You should also add the following section to the bottom of your proxy server configuration file:
[filter:avrofilter]
use = egg:avrofilter#avrofilter
nostrip_roles = superrole1, superrole2
role1_retain_keys = flowtuple:netacq_continent, flowtuple:netacq_country
role2_retain_keys = flowtuple:dest_ip, flowtuple:netacq_country
role3_retain_keys = dos:initial_packet, flowtuple:dest_ip
admin_retain_keys = flowtuple:secret_data
The nostrip_roles
option allows you to specify which roles will NOT be
subject to any field stripping of fetched data, i.e. they will
receive the full unmodified data. admin
is always assumed to be in this
group, so does not need to be specified in the config file.
The *_retain_keys
options are used to tell the plugin which fields should
NOT be stripped for a user that has the role which is present in the prefix
portion of the option name. Each field to be retained must be specified using
the format :. Once a field appears in a retain_keys
option, it will be stripped for all users unless that user matches a role
where that field is explicitly configured to be retained OR the user matches
one of the nostrip_roles
.
So in the above example, users matching role1
will not receive the
dest_ip
field in any flowtuple data that they download, nor will they
receive the initial_packet
field in the dos data. They will also not
receive the secret_data
field -- in fact, nobody outside of the two
superroles
will receive that field. role3
users get the initial_packet
for dos and the dest_ip
for flowtuple, but won't receive the two netacq
fields.
If a user does not match any of the roles that have explicit retain_keys
options and does not match any of the no_strip
roles, then all of the
fields that appear in at least one retain_keys
options will be stripped
whenever that user downloads Avro data from the swift object store.

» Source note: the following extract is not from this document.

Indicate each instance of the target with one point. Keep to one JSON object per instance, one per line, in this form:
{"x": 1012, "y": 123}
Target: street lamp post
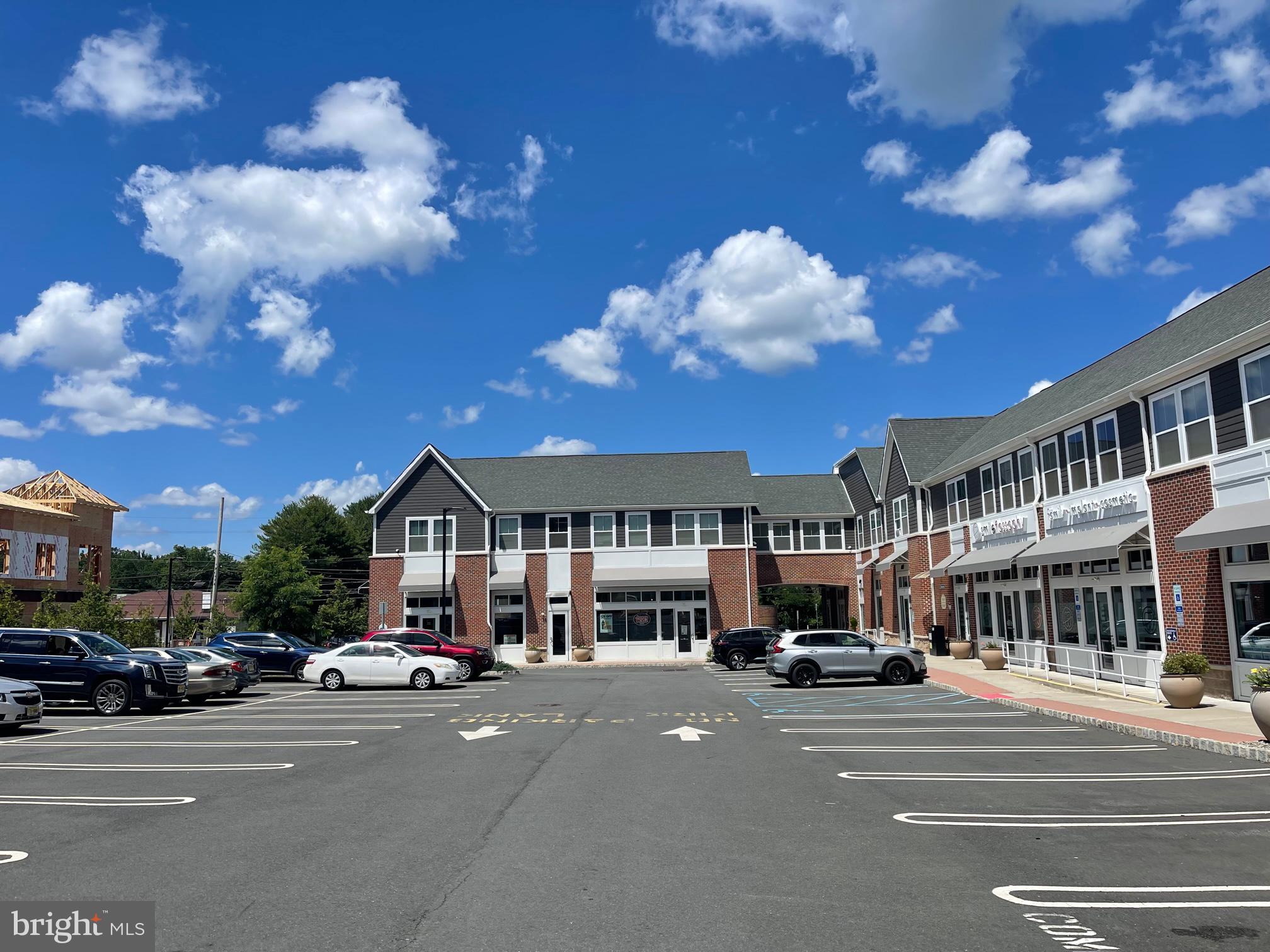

This middleware will only be applied to object files where the content type matches a valid CAIDA avro content type. For example, flowtuple records will have a content type of 'application/vnd.caida.flowtuple.avro' and dos records will have a content type of 'application/vnd.caida.dos.avro'. The content type should have been automatically set as part of the uploading process.
Object files that have any other content type will be ignored by this middleware and pushed to the client without modification.